Precious “healing” stones?

It is not clear which ingredient in the spray may be the contaminant. It could be the “gems”, however.

“The rocks are collected from the environment and there are bacteria in the environment, so if the rocks haven’t been sterilized before they come in, that’s a possibility,” McQuiston said. “The other thing is the possibility that another component was contaminated and the rocks created a little microenvironment in that bottle for bacteria to thrive,” she added. “So we don’t really know the meaning of rocks yet, but having rocks in a perfume bottle is definitely unusual. So that’s something I think we’re interested in looking into.”

The same manufacturer has made other fragrances using “gemstones” that the CDC will be looking at, McQuiston said.

It is also not known how people can get infected from a spray. It doesn’t necessarily seem like the victims inhaled it.

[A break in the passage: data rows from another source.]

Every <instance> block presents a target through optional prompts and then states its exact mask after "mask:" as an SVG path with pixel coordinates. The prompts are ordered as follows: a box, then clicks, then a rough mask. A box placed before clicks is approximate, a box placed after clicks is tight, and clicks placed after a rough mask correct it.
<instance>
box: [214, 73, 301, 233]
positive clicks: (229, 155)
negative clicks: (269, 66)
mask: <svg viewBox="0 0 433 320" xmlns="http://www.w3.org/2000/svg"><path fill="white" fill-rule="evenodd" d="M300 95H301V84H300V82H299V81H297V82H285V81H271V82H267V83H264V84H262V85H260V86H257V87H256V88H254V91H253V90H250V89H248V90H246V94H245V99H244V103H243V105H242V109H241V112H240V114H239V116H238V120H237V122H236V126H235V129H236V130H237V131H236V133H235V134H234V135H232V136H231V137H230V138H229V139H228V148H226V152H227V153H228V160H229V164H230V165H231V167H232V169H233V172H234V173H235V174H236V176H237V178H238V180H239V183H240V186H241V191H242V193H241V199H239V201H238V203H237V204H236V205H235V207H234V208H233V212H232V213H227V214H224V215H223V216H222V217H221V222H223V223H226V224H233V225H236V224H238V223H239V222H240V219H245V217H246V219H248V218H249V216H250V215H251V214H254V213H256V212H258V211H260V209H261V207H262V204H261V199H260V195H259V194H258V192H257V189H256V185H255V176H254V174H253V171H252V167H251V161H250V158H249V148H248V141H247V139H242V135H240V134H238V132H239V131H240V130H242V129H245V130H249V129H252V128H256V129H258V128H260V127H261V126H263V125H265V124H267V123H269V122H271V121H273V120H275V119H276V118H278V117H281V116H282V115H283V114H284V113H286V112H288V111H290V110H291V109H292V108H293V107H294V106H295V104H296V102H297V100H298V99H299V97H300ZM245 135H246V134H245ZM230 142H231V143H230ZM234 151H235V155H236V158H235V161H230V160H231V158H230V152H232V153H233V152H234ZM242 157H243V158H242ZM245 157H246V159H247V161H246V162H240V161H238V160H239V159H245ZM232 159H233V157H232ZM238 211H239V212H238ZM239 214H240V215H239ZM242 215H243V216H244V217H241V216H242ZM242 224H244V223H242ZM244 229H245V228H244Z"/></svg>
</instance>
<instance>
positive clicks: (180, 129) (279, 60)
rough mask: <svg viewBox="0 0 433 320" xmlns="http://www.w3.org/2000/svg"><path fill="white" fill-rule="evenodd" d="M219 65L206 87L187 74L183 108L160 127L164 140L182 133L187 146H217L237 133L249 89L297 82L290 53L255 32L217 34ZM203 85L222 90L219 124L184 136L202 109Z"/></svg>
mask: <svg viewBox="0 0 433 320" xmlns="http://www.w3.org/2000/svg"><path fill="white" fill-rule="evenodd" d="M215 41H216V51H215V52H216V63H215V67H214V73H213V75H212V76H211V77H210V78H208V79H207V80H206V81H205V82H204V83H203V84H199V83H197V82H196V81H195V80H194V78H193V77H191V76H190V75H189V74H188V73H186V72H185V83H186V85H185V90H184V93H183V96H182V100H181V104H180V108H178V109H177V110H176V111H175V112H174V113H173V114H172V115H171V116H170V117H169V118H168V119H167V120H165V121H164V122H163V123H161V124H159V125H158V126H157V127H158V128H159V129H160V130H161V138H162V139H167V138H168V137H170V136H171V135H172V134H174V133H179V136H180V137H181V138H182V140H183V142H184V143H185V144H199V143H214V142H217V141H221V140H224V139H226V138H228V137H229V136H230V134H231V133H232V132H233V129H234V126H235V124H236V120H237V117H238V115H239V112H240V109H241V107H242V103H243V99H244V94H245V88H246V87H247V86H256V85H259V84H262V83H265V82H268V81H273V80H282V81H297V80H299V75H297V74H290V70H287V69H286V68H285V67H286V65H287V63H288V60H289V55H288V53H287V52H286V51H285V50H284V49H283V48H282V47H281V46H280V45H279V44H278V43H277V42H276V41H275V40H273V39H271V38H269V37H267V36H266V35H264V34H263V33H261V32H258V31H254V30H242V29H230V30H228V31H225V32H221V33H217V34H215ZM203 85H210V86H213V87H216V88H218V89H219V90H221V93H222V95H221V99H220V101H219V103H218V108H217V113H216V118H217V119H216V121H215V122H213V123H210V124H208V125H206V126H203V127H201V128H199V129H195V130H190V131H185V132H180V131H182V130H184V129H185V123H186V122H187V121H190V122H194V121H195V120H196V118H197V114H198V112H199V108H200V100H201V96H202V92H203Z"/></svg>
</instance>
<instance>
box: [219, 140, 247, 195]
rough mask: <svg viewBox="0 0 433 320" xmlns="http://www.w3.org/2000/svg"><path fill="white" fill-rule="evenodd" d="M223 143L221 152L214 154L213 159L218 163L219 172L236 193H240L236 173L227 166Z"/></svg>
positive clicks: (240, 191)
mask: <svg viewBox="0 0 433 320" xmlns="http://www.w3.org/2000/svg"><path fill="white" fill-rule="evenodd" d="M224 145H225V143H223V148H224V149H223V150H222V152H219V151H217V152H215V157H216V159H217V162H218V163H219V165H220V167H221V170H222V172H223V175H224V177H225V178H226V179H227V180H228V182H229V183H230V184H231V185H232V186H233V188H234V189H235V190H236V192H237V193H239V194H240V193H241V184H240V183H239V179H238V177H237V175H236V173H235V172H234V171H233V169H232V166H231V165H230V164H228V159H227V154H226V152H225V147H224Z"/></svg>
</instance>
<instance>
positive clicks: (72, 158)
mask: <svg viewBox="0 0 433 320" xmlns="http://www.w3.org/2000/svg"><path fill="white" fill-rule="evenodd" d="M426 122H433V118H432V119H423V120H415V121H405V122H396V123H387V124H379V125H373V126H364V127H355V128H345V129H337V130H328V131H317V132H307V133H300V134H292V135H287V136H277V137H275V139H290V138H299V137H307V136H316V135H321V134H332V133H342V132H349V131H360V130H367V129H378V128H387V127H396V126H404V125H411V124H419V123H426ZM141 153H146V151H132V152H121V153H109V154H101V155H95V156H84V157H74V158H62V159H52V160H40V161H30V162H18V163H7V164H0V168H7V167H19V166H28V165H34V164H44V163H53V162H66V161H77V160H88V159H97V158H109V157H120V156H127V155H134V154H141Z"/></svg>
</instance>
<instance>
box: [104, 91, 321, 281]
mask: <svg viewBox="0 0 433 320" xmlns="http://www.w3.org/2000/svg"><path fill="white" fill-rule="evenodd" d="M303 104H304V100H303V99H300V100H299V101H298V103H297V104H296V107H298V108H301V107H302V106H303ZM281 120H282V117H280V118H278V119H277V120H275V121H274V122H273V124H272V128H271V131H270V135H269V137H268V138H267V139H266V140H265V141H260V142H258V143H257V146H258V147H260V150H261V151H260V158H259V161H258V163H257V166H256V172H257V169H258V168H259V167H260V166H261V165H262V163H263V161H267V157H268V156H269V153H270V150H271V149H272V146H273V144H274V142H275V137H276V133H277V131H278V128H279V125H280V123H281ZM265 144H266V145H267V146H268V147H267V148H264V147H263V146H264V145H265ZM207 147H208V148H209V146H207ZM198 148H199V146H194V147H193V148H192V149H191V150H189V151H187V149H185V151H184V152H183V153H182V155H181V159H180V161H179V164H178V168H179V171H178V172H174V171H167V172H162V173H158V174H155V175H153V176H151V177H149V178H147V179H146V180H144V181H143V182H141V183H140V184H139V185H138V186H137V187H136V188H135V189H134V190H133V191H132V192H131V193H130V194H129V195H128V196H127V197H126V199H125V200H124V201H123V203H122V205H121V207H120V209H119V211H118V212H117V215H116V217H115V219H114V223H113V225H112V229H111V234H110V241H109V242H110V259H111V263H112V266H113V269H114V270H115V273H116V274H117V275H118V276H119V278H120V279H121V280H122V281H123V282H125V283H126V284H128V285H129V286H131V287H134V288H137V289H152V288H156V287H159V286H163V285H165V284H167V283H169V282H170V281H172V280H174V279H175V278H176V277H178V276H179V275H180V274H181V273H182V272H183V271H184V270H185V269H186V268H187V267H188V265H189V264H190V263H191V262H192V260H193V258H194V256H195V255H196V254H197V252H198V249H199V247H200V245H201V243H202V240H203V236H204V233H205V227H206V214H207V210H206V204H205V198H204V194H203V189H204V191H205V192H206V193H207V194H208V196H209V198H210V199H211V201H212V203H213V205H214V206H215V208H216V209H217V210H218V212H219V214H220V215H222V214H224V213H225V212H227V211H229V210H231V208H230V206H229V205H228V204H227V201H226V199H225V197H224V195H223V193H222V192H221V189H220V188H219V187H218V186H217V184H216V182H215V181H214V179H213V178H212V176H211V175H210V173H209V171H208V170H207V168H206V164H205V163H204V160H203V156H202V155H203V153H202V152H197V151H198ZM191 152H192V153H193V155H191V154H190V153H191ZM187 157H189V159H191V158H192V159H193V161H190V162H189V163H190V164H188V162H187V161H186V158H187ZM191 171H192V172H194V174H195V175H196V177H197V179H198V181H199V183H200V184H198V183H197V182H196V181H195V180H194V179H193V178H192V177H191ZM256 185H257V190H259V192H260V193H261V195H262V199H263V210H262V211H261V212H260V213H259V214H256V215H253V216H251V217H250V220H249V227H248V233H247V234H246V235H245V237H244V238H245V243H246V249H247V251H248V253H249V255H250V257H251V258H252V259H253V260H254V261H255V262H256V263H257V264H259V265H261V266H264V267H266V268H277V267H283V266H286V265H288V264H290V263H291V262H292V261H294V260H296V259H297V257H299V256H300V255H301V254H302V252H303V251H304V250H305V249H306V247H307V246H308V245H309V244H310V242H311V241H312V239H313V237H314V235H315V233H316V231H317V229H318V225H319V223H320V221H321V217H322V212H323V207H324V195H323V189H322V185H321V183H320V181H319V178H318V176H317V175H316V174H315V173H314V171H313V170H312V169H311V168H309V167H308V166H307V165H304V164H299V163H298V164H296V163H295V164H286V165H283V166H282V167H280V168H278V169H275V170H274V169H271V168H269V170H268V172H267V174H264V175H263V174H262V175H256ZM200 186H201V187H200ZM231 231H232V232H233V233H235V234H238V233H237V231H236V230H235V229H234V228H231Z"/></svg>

“A lot of people have said that they spray this on their pillows at night before going to sleep, to give them a pleasant scent – so you can imagine that there are, there are uses of this, even in- beyond just spraying a room, where it could put someone in very close contact with the bacteria, ”McQuiston said.

Now investigators will return to see if the patient in Texas could have purchased the same brand of spray.

“There was no mention of this specific product or brand in the initial interview questions I think States undertook with these families,” McQuiston said. “I believe there was a mention of a possible air freshener in a family member of the patient from Texas. So I think we’ll try to go back and dig a little deeper.”

This is the difficult part.

“We may or may not make that connection, given that we are several months away now. The bottle may not be in the house anymore, but I think there is going to be an attempt.” That likely won’t be possible for the Kansas patient, who died in March, or the Minnesota patient, she said.

“But I’ll say we’ve heard that these two people used to use scent products or essential oil type products, so I think you can imagine the possibility that that connection exists.”

CDC epidemiologists are often referred to as disease detectives, and this is an example of why.

“You weigh the excitement of being able to put the pieces of this puzzle together with, really, the horrific knowledge that two people have died and that four families have been significantly affected by it,” McQuiston said. “And I really think that knowing how bad it was is what made our scientists work so hard to try and solve this mystery.”